While on the surface this seems like I’m just wanting the guy to call and set up the next date, dreams are often something deeper than that. For this, I’m assuming (I know what happens when I assume, you don’t have to remind me!) that my subconscious is telling me that I want the long term planning that occurs with relationships. Subconsciously I want to not only know that he likes me and wants to see me again, but that someone will like me to the point that they’ll want to keep seeing me again repeatedly. I like being secure enough in a relationship to not only make plans for that night, but also that weekend, or further down in the future.
The other part of the dream that I feel like it’s actually more interesting to note is that twice in a dream, a girl I didn’t know made snide comments about the way I looked. This first time it was that my eye was red and puffy and what was that about. And the second time she said something about the way my shirt looked and fit on me.

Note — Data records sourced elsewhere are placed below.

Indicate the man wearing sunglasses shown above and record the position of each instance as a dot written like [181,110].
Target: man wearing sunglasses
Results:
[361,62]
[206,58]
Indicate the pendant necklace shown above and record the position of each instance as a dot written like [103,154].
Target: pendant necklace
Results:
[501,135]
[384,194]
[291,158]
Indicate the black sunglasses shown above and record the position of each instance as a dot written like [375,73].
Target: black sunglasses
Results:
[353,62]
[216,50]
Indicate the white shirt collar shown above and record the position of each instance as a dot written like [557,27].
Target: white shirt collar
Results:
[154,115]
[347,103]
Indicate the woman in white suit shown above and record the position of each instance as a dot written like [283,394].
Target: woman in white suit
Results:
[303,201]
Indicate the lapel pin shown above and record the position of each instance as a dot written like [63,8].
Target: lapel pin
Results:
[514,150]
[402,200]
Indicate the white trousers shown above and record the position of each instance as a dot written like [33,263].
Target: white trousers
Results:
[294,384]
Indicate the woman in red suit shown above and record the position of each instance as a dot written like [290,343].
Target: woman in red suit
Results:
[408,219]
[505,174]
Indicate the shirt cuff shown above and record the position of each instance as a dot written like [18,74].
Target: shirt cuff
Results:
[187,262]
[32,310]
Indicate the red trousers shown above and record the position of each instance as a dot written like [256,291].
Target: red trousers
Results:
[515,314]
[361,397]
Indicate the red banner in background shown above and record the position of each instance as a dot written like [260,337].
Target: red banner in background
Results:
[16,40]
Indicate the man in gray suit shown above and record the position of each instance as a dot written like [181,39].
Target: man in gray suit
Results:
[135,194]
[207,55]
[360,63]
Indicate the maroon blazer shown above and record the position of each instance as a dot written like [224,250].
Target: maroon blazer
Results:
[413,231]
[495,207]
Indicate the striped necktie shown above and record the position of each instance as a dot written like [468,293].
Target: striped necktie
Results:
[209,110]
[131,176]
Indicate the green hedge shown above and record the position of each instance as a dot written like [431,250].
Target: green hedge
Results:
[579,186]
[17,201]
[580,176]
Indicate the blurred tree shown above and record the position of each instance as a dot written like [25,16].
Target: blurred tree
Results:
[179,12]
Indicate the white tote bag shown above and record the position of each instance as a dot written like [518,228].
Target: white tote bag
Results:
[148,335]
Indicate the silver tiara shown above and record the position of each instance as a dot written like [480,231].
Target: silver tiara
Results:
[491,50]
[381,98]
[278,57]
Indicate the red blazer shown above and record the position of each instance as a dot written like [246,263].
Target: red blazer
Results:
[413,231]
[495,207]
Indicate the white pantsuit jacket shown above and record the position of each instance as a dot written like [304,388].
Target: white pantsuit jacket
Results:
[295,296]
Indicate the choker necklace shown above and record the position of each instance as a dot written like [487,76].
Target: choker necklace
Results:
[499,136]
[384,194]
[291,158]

Now here is the part where this blog post takes a dramatic turn (are you ready for this?). I found this particular part of the dream relevant and thought-provoking because we spend so much time in society criticizing each other as women. And then dating gets involved and we get that much worse to each other! Why can’t we just be supportive of one another, both in life and in dating? If a guy you think is cute is kissing on another girl or flirting with another girl, more power to her for snagging such a cutie. Maybe he has a cute friend or cute brother. Do you really want to snag a guy who would leave the one he’s to go out with somebody else? You know he’ll do it to you if he did it to her!
Can we seriously just get real for a second and love and support each other as woman? If she looks great in that skirt, more power to her! If her makeup is on point, that should be awesome! Boobs look amazing in the top she’s wearing? At least somebody is well-endowed. But seriously, let’s focus more on loving one another as women instead of judging someone else for what we don’t have!